Ukraine partly legalized the use of cannabis products for medical purposes on April 7.
The Cabinet of Ministers made legal the use of dronabinol and nabilone, which are synthetic cannabis-like chemicals, and nabiximols, a cannabis extract.
The use of these substances “is allowed only in the form of medical drugs or in the form of substances intended for the production and manufacture of medical drugs,” the decree says.
Cannabidiol isolate, which does not contain any tetrahydrocannabinol (THC) — the main psychoactive component of cannabis — was not made legal.
Dronabinol and nabilone are produced synthetically and imitate the effects of THC.
Dronabinol treats loss of appetite that causes weight loss in AIDS patients, as well as vomiting and nausea during chemotherapy. It is legal in the United States, Australia and Germany, among other countries.
Nabilone is also primarily used to treat nausea caused by chemotherapy and is legal in Canada, the U.S., U.K., and other countries.
Nabiximols is usually sold as mouth spray and is used to treat symptoms of multiple sclerosis, such as neuropathic pain, overactive bladder and spasticity — a condition where muscles tighten, affecting speech and movement. It is legal in 16 countries, including Canada and parts of Europe.

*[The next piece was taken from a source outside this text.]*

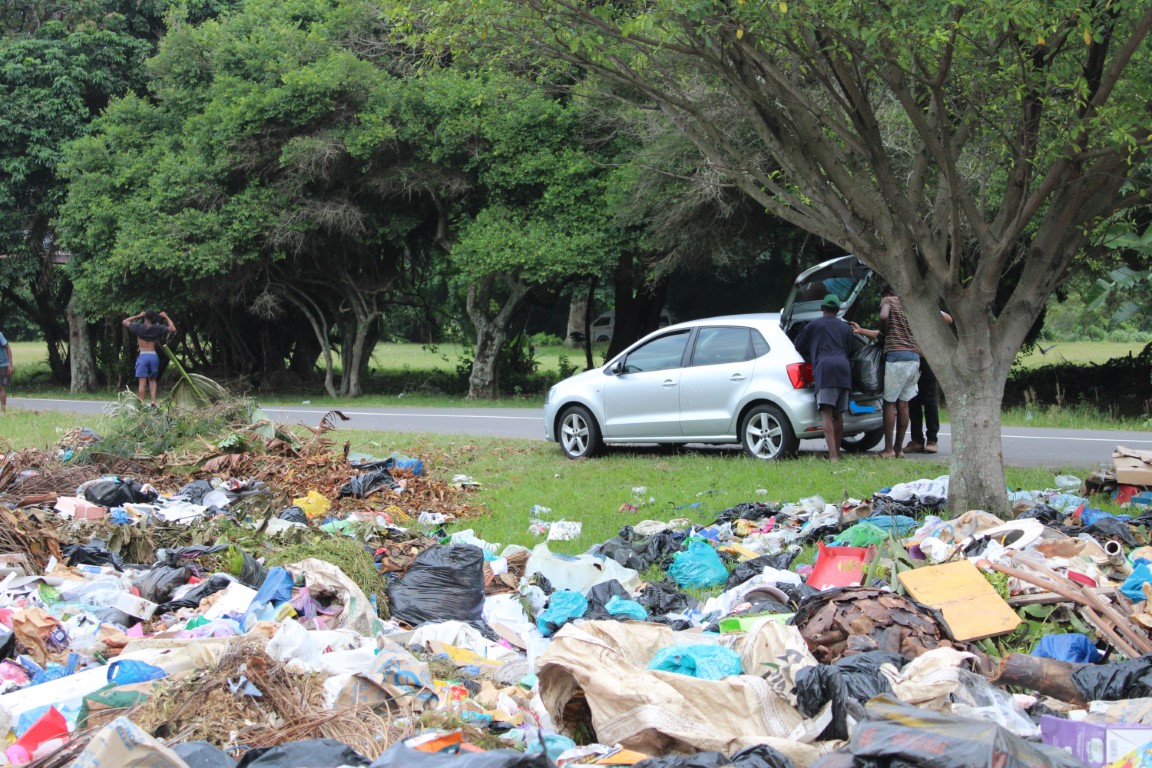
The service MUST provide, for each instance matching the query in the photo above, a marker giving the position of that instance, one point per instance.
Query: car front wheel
(580, 436)
(766, 433)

Last year, in the fall, the President’s Office said that around 2 million cancer patients in Ukraine are in need of medical cannabis.

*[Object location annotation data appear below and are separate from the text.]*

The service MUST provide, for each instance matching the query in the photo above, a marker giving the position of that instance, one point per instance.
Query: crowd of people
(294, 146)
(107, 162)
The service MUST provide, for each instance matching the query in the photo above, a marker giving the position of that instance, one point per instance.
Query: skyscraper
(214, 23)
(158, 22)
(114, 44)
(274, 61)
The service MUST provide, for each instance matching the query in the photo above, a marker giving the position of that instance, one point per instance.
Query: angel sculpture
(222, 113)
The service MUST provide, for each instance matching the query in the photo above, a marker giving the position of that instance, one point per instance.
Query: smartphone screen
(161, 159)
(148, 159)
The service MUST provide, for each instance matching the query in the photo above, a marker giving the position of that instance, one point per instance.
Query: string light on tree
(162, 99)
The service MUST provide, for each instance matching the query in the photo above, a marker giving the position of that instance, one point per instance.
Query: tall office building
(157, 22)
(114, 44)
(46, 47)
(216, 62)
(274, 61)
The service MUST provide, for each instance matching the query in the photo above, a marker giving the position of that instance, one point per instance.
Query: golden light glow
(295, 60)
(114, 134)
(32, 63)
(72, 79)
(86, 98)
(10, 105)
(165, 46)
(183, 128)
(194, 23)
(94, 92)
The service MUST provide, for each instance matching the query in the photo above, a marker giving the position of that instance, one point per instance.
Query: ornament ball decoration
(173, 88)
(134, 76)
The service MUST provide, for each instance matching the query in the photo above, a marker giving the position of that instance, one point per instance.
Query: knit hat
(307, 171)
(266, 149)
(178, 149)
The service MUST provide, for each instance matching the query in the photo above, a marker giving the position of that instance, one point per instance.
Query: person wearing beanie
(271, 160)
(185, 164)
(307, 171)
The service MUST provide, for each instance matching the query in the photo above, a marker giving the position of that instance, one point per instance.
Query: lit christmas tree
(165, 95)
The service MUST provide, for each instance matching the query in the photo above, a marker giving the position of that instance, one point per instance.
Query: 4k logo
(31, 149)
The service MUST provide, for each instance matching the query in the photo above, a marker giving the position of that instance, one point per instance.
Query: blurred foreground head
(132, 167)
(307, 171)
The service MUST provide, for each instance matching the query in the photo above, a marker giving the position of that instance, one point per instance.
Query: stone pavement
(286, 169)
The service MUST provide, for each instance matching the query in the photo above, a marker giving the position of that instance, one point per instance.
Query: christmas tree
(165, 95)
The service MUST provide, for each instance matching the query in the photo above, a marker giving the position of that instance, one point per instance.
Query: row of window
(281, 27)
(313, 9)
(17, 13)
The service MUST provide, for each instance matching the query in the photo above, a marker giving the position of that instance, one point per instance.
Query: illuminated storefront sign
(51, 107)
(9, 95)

Medical experts say that cannabis is a better pain reliever than other drugs like opioids, which are often toxic and addictive, have dangerous side effects, and can lead to overdose.
Many volunteers and non-governmental organizations that help cancer patients in Ukraine have long been advocating for the legalization of medical cannabis as a safer painkiller.
The possibility of legalization of medical cannabis was one of the questions posed to President Volodymyr Zelensky during his nationwide poll in October. Over sixty percent of respondents supported legalization.